The 150-page report is based on evidence from more than 50 individuals, including England’s Chief Medical Officer Chris Whitty, former Health Secretary Matt Hancock, former No. 10 adviser Dominic Cummings and Chief Scientific Adviser Patrick Vallance

When the national government suspended routine, symptomatic COVID testing of members of the public early in the pandemic, it cut short its ability to analyze the epidemiology of the virus and its wealth of data experts had no data to interrogate, leaving the ship rudderless.

Combined, these led to “many thousands of deaths which could have been avoided,” lawmakers said.

The report contained 38 recommendations for the government, from the U.K. coordinating international resilience planning, including reform of the World Health Organization; to allowing immediate data flows between relevant bodies; to giving the Armed Forces a more central role.

Separately, the government has also committed to launching a full public inquiry into the mistakes made in its handling of the pandemic; the evidence gathered by the committees will be available to that inquiry.

Responding to a joint report, Cllr David Fothergill, Chairman of the Local Government Association’s Community Wellbeing Board, said: “Councils have been leading their communities through the pandemic and as this report makes clear, could have been given a greater role in the initial response to COVID-19.

“Directors of Public Health and their teams, working in councils, know their areas best and were eventually able to complement the national test and trace system by setting up their own local contact tracing partnerships and successfully tracing many hard-to-reach cases.

“Social care was already under severe pressure prior to the pandemic, which exposed and exacerbated some fundamental weaknesses, including workforce shortages and a lack of funding.

“Coronavirus will be with us for some time to come and challenges remain, including the need for greater data sharing with councils to help them deal with localised outbreaks, alongside the necessary resources and personnel.
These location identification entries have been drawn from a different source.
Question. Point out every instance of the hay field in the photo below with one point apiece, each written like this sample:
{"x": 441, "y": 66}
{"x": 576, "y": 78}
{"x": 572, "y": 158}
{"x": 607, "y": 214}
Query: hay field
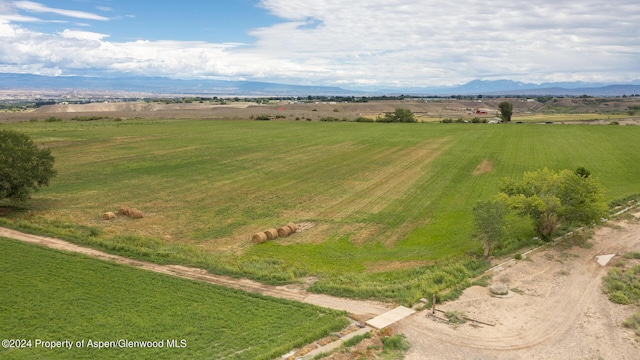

“The Spending Review is an opportunity to address the health inequalities exposed by the pandemic which are preventing us from levelling up the country, by investing in councils’ public health services and injecting genuinely new funding into adult social care to tackle immediate pressures, if we are to build back better from the pandemic.”

Former chief medical officer Professor Dame Sally Davies told the inquiry there had been “groupthink”, with infectious disease experts not believing that “Sars, or another Sars, would get from Asia to us”. She likened it to a “form of British exceptionalism”.

Labour said the report reinforced the immediate need for a public inquiry “so mistakes of such tragic magnitude are never repeated again”, while its authors said it was “vital” that lessons were learnt from the failings of the past 18 months.